Which way is first base, again? 

With little kids, mistakes are bound to happen—a lot. And nobody really minds, because they’re kids. We love these moments. We can laugh at them.  But then they get older and, somewhere along the line, we stop finding mistakes endearing. We criticize, we punish, we attack. 

Does all that negativity help? Does it improve anybody’s performance? 

Of course, mistakes can cause real problems. You wouldn’t want an employee who made too many mistakes, or who made the same mistake over and over again. And problems caused by incompetence, carelessness, or malice are something else again. I’m not saying not to have standards. But little kids make a lot of mistakes because they’re trying new things and they’re learning and growing.

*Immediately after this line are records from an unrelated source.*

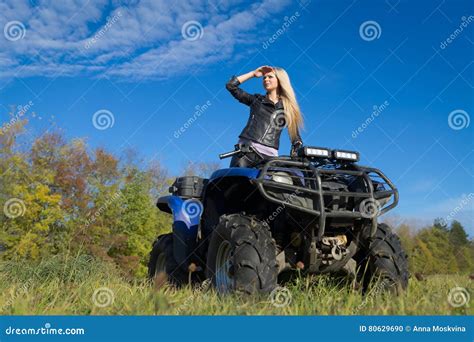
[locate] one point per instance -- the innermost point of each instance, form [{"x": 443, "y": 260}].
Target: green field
[{"x": 83, "y": 286}]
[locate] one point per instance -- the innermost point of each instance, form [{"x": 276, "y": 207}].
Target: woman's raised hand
[{"x": 262, "y": 70}]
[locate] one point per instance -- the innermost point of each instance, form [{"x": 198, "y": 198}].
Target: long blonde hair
[{"x": 290, "y": 105}]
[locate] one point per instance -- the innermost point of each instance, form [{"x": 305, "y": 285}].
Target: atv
[{"x": 313, "y": 212}]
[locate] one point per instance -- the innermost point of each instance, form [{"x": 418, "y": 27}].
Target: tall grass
[{"x": 85, "y": 286}]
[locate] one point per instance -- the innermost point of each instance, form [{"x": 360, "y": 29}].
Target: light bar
[
  {"x": 317, "y": 152},
  {"x": 346, "y": 155}
]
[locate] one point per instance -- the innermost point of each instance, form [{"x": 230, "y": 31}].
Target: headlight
[
  {"x": 346, "y": 155},
  {"x": 282, "y": 177},
  {"x": 316, "y": 152}
]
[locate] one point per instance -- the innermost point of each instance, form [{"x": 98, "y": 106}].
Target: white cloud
[{"x": 132, "y": 40}]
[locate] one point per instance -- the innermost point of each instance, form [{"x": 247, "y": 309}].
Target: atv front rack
[{"x": 311, "y": 179}]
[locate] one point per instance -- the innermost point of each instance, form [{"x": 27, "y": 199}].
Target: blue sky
[{"x": 150, "y": 64}]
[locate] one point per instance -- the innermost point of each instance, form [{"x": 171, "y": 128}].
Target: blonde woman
[{"x": 269, "y": 114}]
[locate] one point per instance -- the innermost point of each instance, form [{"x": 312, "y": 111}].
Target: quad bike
[{"x": 313, "y": 212}]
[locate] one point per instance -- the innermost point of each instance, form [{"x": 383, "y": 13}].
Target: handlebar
[
  {"x": 229, "y": 154},
  {"x": 241, "y": 149}
]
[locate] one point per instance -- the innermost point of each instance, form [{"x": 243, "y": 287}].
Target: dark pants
[{"x": 248, "y": 160}]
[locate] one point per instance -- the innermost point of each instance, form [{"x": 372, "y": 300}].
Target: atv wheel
[
  {"x": 383, "y": 259},
  {"x": 242, "y": 256},
  {"x": 162, "y": 261}
]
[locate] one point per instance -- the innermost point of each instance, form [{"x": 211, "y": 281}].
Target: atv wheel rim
[
  {"x": 223, "y": 264},
  {"x": 160, "y": 264}
]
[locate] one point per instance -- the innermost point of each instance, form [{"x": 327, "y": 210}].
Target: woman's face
[{"x": 270, "y": 81}]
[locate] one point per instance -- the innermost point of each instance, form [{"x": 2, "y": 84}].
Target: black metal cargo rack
[{"x": 313, "y": 178}]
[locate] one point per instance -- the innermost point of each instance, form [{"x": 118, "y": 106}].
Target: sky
[{"x": 392, "y": 79}]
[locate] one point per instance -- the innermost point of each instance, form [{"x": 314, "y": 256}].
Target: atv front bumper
[{"x": 310, "y": 180}]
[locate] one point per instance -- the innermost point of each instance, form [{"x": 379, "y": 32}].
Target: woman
[{"x": 269, "y": 114}]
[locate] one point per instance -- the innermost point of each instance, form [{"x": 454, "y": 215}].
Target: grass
[{"x": 80, "y": 285}]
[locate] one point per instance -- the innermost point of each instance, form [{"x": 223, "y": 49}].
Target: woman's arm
[{"x": 241, "y": 95}]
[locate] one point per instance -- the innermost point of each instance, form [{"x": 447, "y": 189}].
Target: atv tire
[
  {"x": 242, "y": 256},
  {"x": 162, "y": 261},
  {"x": 383, "y": 260}
]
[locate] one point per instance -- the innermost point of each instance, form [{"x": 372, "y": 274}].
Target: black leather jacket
[{"x": 266, "y": 120}]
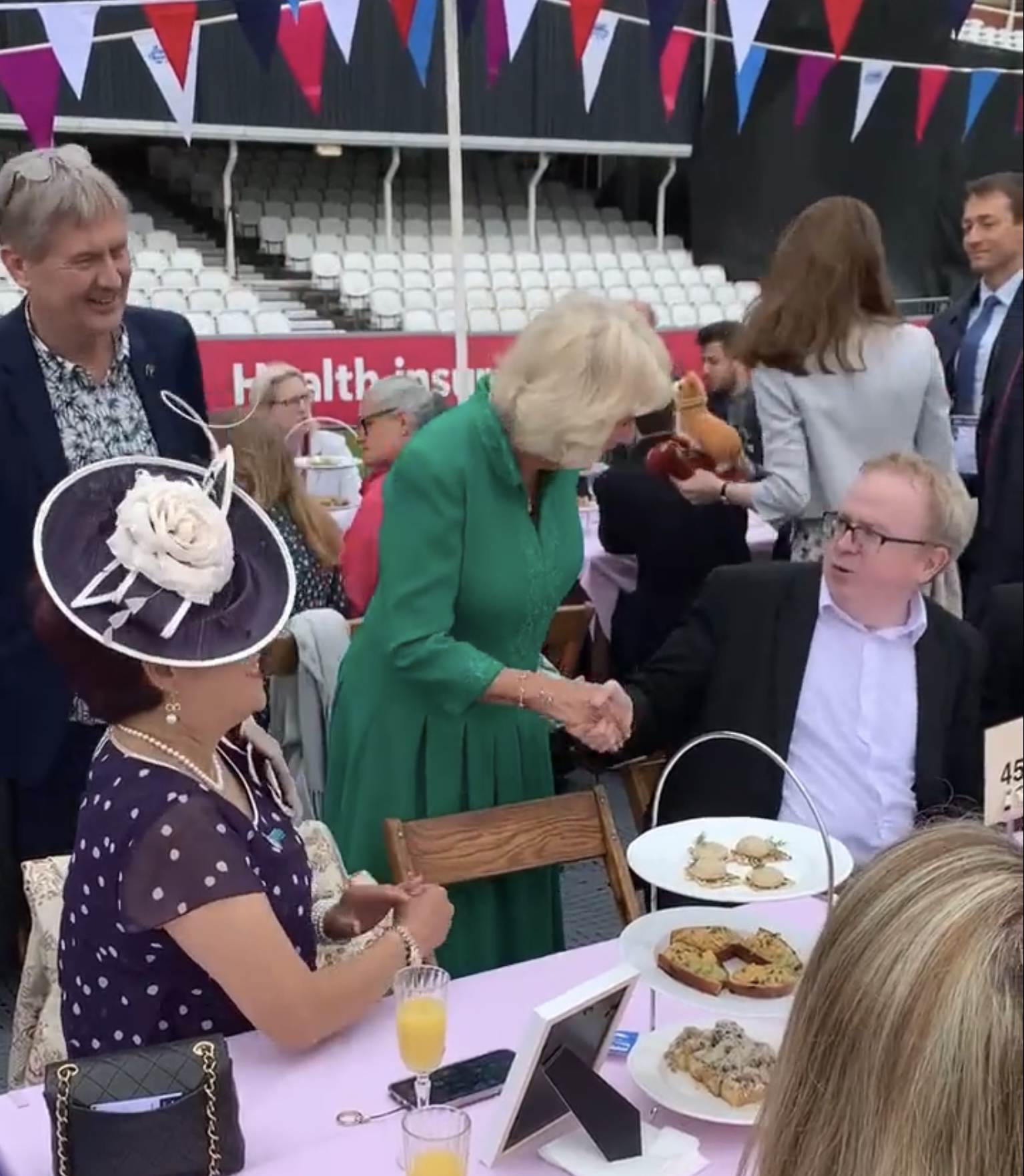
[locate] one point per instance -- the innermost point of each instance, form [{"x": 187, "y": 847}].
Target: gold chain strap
[{"x": 203, "y": 1051}]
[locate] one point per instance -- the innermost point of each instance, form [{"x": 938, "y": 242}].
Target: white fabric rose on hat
[{"x": 177, "y": 536}]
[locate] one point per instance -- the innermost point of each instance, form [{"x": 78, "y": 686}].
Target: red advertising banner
[{"x": 340, "y": 367}]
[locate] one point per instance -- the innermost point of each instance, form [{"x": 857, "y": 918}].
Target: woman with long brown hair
[
  {"x": 266, "y": 470},
  {"x": 839, "y": 377}
]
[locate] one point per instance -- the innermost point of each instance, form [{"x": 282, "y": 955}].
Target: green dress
[{"x": 467, "y": 586}]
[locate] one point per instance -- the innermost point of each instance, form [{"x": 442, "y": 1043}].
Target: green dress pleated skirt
[{"x": 468, "y": 584}]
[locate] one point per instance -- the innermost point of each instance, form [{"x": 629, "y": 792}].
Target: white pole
[{"x": 461, "y": 380}]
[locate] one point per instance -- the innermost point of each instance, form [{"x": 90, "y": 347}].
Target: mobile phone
[{"x": 461, "y": 1083}]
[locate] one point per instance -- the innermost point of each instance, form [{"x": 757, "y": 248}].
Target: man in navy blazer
[
  {"x": 81, "y": 377},
  {"x": 981, "y": 342}
]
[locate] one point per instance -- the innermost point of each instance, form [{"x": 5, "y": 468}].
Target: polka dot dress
[{"x": 153, "y": 844}]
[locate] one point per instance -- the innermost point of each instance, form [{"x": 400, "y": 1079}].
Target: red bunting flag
[
  {"x": 841, "y": 17},
  {"x": 404, "y": 12},
  {"x": 672, "y": 66},
  {"x": 173, "y": 25},
  {"x": 302, "y": 44},
  {"x": 930, "y": 83},
  {"x": 582, "y": 15}
]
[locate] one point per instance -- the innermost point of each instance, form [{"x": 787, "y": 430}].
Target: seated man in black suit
[
  {"x": 676, "y": 545},
  {"x": 1004, "y": 636},
  {"x": 868, "y": 689},
  {"x": 81, "y": 377}
]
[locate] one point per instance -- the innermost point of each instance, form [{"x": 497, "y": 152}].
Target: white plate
[
  {"x": 678, "y": 1091},
  {"x": 643, "y": 939},
  {"x": 661, "y": 856}
]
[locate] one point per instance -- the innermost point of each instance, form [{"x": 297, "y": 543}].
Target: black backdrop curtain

If you want to learn and grow, too you’re going to have to make some mistakes. 

Any business, large or small, makes mistakes. We certainly do. But the important thing is to have processes in place to recognize, deal with, and learn from those mistakes. It’s also important to treat each other like human beings, to recognize that the world isn’t going to end just because somebody isn’t quite perfect.  

After all, we all need someone to point us to first base once and a while.